How it works

The blacklisting system consists of four parts. Each of these parts has a seperate run script. The scripts use the indices in Elasticsearch.

The existing Elasticsearch indices

There are six different indices. Each of these indices stores other data.

The list below will show the name of the indice, the corresponding mapping file, and the document type name used to store items under the indice.

queue

File: queue.json - Document type name: item

This indice stores a pieces of info on a binary submitted to Cuckoo. As the name suggests, it is used as a queue so the blacklisting system knows what was submitted to Cuckoo.

hashes

File: hashes.json - Document type name: item

This indice stores sha256 hashes of all submitted binaries.

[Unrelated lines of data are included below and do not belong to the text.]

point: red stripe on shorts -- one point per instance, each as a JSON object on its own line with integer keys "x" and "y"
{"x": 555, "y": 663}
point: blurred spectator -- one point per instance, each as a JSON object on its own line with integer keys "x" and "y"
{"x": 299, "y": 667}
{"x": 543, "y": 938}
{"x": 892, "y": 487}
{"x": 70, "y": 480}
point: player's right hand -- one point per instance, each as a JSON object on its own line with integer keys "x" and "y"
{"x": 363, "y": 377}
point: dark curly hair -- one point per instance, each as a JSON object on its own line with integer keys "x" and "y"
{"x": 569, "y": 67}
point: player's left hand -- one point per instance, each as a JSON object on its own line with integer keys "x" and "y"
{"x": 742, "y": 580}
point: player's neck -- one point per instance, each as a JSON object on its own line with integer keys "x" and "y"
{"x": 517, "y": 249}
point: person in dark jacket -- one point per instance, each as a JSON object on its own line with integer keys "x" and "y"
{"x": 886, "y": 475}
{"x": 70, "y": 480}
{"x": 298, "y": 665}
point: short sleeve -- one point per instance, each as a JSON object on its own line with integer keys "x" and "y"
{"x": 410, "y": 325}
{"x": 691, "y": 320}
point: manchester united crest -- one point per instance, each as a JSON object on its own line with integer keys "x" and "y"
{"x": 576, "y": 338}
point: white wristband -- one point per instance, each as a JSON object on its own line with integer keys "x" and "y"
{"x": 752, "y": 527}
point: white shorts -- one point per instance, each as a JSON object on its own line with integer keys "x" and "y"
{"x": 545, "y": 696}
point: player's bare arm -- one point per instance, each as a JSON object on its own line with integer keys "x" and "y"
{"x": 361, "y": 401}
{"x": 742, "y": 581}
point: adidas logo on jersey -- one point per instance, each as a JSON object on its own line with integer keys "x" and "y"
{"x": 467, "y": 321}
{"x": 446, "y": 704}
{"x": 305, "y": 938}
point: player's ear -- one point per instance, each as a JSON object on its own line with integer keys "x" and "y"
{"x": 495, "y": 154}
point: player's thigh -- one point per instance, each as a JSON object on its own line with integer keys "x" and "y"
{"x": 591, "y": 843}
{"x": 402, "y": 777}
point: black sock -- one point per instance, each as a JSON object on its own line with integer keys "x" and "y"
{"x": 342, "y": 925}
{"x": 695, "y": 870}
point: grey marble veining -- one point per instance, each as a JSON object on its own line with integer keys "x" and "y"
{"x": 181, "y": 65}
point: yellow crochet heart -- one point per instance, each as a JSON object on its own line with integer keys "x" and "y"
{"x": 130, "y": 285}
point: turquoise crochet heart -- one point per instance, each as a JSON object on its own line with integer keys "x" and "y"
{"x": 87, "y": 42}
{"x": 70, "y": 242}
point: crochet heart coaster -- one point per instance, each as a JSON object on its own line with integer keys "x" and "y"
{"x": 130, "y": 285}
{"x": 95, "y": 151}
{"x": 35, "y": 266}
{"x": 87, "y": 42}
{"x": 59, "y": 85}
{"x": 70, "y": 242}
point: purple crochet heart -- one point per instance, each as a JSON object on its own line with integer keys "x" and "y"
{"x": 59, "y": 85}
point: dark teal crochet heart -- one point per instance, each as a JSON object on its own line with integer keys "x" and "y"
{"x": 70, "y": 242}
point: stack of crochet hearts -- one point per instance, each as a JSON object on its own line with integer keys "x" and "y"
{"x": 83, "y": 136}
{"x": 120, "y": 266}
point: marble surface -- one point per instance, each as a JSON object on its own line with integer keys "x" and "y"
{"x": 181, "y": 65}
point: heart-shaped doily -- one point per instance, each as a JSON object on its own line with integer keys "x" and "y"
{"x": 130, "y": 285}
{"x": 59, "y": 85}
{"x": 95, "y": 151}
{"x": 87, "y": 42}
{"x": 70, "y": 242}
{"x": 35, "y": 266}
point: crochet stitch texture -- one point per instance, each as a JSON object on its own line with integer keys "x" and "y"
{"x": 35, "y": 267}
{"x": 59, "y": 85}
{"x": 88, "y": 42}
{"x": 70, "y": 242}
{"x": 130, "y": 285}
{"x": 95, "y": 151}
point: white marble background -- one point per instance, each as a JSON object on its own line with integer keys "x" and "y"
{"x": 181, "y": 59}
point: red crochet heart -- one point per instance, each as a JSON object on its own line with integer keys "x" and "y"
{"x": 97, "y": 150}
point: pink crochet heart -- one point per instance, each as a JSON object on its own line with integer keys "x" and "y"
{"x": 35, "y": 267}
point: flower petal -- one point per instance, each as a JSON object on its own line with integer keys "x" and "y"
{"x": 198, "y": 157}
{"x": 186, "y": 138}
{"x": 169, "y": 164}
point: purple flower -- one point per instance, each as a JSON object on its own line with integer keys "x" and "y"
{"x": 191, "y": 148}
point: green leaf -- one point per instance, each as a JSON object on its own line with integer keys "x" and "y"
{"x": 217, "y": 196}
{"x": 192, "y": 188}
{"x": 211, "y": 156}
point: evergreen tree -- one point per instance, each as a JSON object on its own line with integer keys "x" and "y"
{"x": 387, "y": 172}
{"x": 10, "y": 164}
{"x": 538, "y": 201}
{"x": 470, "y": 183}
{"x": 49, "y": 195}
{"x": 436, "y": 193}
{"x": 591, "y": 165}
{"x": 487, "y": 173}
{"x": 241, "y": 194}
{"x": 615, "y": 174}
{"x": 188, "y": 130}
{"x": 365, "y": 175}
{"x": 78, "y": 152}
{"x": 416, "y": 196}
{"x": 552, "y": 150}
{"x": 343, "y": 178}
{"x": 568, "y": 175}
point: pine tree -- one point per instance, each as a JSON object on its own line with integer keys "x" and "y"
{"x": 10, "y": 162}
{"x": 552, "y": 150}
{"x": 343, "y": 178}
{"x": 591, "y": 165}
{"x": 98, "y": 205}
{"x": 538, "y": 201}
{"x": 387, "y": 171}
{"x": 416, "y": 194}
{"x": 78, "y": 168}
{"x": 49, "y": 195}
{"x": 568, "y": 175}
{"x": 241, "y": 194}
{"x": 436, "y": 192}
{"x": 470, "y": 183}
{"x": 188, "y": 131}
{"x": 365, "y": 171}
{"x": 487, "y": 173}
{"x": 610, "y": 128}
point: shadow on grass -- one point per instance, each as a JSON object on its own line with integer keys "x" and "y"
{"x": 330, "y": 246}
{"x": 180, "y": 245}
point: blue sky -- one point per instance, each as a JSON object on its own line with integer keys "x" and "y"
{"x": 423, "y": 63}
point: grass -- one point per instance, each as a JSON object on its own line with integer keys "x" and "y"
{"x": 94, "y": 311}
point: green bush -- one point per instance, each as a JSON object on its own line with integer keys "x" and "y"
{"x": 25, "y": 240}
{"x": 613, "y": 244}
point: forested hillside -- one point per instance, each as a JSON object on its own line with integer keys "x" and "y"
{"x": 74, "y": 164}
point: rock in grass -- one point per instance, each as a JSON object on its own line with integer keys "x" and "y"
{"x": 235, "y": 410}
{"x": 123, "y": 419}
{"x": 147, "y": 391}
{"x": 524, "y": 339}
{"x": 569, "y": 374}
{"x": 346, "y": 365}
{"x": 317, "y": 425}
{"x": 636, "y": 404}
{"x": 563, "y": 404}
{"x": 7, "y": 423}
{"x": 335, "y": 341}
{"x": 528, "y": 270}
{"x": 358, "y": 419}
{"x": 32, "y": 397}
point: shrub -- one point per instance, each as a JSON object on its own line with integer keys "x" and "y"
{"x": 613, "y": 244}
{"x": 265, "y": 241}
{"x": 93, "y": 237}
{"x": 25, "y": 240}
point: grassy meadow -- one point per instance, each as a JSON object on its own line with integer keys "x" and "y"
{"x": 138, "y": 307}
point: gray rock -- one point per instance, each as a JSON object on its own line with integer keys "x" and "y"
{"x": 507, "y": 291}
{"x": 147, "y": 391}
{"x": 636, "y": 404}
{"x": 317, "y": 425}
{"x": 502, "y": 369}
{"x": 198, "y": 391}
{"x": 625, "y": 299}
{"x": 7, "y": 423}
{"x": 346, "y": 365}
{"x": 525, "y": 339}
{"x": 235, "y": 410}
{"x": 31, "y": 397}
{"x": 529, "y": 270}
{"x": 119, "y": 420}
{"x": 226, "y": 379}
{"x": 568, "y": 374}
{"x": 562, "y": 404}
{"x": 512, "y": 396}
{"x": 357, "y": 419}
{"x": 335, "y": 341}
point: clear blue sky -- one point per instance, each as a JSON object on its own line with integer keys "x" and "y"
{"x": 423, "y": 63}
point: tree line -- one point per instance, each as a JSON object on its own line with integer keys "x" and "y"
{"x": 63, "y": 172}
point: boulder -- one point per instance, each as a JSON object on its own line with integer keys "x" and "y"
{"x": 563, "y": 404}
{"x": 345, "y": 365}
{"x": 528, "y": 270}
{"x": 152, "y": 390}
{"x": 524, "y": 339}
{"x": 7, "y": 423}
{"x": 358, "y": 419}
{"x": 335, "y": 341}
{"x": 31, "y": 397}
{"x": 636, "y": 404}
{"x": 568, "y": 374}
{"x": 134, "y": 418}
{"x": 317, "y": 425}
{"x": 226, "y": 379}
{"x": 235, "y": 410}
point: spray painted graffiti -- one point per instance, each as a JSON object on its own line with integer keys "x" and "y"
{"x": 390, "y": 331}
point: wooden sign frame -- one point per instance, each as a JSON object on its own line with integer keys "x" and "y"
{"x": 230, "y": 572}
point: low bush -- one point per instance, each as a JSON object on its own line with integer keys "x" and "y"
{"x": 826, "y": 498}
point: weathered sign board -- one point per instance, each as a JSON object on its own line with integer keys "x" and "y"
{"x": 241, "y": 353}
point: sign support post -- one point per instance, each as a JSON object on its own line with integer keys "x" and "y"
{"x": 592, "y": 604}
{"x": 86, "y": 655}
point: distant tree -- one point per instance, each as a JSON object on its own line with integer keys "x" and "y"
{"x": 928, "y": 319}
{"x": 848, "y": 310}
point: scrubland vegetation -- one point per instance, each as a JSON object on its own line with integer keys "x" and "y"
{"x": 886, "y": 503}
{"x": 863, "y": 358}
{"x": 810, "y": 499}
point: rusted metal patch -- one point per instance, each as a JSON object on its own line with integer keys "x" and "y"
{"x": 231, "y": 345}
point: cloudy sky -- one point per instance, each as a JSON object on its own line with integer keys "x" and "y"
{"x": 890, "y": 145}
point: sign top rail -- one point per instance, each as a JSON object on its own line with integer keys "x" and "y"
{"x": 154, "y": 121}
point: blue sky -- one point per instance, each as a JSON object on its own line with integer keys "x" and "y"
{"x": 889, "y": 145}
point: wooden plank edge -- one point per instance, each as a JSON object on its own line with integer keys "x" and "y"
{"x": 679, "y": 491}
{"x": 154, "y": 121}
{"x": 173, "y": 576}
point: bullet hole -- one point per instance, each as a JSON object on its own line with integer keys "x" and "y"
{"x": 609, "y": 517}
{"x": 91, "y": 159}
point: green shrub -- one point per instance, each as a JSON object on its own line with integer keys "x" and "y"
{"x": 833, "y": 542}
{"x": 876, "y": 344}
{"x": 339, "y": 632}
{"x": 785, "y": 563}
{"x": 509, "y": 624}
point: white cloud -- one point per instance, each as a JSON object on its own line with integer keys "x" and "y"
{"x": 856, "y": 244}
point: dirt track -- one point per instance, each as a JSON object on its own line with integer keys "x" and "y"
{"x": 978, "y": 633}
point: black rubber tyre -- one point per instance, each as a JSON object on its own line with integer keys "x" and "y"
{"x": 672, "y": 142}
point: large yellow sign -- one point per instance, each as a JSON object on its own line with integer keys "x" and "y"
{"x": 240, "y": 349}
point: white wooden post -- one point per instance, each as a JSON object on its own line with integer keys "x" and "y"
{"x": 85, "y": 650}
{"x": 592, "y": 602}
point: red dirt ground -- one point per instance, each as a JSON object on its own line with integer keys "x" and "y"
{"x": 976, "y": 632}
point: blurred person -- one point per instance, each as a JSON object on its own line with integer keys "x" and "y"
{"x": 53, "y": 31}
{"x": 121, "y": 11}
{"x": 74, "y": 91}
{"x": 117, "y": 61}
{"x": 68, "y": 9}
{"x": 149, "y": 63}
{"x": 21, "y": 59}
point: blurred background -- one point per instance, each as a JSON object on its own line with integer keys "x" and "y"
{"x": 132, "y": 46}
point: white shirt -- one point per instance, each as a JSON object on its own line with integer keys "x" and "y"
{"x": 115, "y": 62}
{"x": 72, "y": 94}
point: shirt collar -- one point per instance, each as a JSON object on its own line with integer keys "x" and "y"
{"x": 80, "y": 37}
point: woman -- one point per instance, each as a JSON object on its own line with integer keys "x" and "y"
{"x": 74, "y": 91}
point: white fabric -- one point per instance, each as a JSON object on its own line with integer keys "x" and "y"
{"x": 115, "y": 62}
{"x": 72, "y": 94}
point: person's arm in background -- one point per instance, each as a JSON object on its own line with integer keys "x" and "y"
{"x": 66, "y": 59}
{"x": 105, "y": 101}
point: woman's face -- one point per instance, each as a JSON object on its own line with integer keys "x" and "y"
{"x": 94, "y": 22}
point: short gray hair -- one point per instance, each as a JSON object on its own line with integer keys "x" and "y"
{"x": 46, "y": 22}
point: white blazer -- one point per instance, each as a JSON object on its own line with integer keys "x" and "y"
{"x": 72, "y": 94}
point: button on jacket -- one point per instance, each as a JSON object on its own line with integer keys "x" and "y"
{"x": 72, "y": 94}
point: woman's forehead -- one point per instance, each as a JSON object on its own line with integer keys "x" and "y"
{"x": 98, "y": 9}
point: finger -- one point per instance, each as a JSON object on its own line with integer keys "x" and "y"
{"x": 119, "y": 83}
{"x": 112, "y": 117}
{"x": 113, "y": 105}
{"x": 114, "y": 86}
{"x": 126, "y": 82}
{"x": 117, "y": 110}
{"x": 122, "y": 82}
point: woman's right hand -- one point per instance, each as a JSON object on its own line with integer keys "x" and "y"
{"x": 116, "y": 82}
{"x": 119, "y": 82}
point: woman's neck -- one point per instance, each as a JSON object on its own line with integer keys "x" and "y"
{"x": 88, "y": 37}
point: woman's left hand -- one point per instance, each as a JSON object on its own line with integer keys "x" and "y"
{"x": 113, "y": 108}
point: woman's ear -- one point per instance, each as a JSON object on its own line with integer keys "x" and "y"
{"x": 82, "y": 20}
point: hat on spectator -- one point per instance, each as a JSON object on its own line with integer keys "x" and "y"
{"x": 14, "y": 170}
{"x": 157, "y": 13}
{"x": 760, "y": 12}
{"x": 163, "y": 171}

It is used to see if a binary was submitted before.

cuckoo

File: cuckoo.json - Document type name: report

This indice stores all Cuckoo reports that were filtered by the report_hoarder.py.

blacklist

File: blacklist.json

Document type name: This depends on the used ‘type’. Entries in the blacklist indice are stored under their type name. At this moment only the ‘hash’ type is supported. So for that type the document name is hash.

This indice stores values that have been blacklisted by the blacklist_processor.py. It also stores the reason something was blacklisted and the score for the report to which the blacklisted value belongs. For the hash’ type, an MD5 hash of the binary is stored.

whitelist

File: whitelist.json - Document type name: subnet

This indice stores IP subnets that should be excluded from counting if a rule matches. The subnets are stored in CIDR notation. If you would add a new subnet, you will have to provide something like ‘192.168.0.0/16’ and an owner, which would be ‘private’ in this case.

When a Cuckoo report is loaded into memory from the cuckoo indice, a new object attribute will be added which will only reside in memory and is called ‘ip_wl_filtered’. This is a list which contains all IPs from the Cuckoo report minus IPs that are in one of the whitelisted subnets.

IP subnets can be added and removed through the API.

third_party_blacklist

File: third_party_blacklist.json - Document type name: C&C

This indice is used to store lists of known malware command and control servers. The indice can be filled by using the tool ‘ThirdPartyBlacklist.py’ in the utils folder.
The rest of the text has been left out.